Now, Open WebUI will then auto-detect all available OpenAI models. Select GPT-4o from the list.
Next, set the text-to-speech and speech-to-text models and audio settings to use OpenAI whisper model:
Again, navigate and click Settings -> Audio to configure and save the audio STT and TTS settings, as seen in the above screenshot.
You can read more about the OpenAI text-to-speech and speech-to-text platform.openai.com.
Step 4 - Set up Audio Tunneling
If you're streaming audio from your local machine to the Droplet, route the audio input through an SSH tunnel.
Since the GPU Droplet has the Open WebUI container running on http://localhost:3000, you can access it on your local machine by navigating to http://localhost:3000 after setting up this SSH tunnel.
This is required to let Open WebUI access the microphone on your local machine for realtime audio translation and realtime lamguage processing. As without this it will throw the below error when clicking the headphone or microphone icon to use GPT-4o for natural language processing tasks.
Use the below command to set a local SSH tunnel from your local machine to the GPU Droplet by opening a new terminal on your local machine:
ssh -o ServerAliveInterval=60 -o ServerAliveCountMax=5 root@<gpu_droplet_ip> -L 3000:localhost:3000
This command establishes an SSH connection to your GPU Droplet as the root user and establishes a local port forwarding tunnel. It also includes options to keep the SSH session alive.
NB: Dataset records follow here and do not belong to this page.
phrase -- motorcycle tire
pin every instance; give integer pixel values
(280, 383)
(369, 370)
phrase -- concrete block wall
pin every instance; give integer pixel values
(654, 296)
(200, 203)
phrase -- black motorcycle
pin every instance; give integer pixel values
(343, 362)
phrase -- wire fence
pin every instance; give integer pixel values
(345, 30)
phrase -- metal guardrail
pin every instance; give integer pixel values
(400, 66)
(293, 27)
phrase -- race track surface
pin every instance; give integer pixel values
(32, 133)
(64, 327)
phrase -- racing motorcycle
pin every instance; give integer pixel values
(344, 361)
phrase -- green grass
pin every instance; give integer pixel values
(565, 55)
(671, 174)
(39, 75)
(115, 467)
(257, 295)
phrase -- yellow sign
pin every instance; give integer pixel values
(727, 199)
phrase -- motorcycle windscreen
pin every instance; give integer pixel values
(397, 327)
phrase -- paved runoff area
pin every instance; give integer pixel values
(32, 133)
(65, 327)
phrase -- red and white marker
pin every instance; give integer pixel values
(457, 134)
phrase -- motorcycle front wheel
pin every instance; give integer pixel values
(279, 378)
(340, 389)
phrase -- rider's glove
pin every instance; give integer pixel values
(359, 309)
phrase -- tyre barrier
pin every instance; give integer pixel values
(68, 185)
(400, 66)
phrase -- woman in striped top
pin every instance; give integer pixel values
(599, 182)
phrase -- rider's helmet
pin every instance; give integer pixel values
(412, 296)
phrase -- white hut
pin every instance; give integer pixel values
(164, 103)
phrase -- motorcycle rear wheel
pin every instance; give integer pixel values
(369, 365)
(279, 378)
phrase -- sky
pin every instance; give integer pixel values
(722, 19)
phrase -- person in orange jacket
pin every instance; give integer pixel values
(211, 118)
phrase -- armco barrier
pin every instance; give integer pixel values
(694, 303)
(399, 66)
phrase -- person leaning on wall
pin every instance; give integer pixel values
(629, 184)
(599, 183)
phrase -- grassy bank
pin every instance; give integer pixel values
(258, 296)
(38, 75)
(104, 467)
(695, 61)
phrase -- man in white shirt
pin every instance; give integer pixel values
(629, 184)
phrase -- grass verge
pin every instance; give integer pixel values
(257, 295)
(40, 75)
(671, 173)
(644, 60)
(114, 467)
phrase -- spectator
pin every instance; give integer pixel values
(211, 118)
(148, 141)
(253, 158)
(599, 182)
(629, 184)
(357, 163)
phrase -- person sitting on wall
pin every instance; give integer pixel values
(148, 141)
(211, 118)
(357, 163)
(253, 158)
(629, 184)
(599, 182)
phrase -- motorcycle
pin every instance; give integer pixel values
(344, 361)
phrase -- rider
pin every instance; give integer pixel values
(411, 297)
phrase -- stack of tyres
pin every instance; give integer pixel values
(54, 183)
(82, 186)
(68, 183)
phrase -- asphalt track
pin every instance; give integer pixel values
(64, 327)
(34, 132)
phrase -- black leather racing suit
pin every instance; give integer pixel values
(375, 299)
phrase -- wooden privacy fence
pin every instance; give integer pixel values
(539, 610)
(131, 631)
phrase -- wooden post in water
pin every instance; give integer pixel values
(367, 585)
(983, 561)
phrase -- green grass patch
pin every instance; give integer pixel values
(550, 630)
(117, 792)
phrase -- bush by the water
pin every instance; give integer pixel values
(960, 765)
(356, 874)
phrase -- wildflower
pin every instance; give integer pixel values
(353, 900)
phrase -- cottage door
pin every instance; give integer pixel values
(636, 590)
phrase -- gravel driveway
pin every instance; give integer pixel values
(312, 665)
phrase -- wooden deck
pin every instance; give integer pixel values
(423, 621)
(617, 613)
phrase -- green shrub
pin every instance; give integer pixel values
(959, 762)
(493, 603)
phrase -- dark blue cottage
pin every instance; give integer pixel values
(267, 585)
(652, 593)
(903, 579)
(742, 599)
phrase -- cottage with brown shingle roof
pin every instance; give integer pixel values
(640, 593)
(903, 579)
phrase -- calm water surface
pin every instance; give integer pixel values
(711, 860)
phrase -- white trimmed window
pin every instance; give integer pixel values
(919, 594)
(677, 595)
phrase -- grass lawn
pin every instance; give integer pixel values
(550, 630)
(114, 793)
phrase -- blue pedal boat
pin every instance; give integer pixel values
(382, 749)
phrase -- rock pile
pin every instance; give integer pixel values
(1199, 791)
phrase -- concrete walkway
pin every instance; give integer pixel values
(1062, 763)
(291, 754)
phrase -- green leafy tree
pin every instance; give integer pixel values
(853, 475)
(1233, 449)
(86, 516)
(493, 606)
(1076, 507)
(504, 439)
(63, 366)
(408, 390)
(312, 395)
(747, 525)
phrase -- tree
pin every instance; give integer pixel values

Here’s a detailed breakdown:
- -o ServerAliveInterval=60:
- This option sets the
ServerAliveIntervalto 60 seconds, meaning that every 60 seconds, an SSH keep-alive message is sent to the remote server. - This helps prevent the SSH connection from timing out due to inactivity.
- -o ServerAliveCountMax=5:
- This option sets the
ServerAliveCountMaxto 5, which allows up to 5 missed keep-alive messages before the SSH connection is terminated. - Together with
ServerAliveInterval=60, this setting means the SSH session will stay open for 5 minutes (5 × 60 seconds) of no response from the server before closing.
- -L 3000:localhost:3000:
- This part sets up local port forwarding.
3000(before the colon) is the local port on your machine, where you will access the forwarded connection.localhost:3000(after the colon) refers to the destination on the GPU Droplet.- In this case, it forwards traffic from port 3000 on your local machine to port 3000 on the GPU Droplet.
Now, this command will allow you to access the Open WebUI by visiting http://localhost:3000 on your local machine and also use the microphone for real-time audio translation.
Step 5 - Implementing Real-time Translation with GPT-4o
Click the headphone or microphone icon to use whisper and GPT-4o models for natural language processing tasks.
Clicking on the Headphone/Call button will open a voice assistant using OpenAI GPT-4o and whisper models for real-time audio processing and translation.
You can use it to translate and transcribe the audio in real time by talking with the GPT-4o voice assistant.
Conclusion
Deploying real-time audio translation using OpenAI APIs on Open WebUI with the cloud provider’s GPU Droplets allows developers to create high-performance translation systems. With easy setup and monitoring, the cloud provider’s platform provides the resources for scalable, efficient AI applications.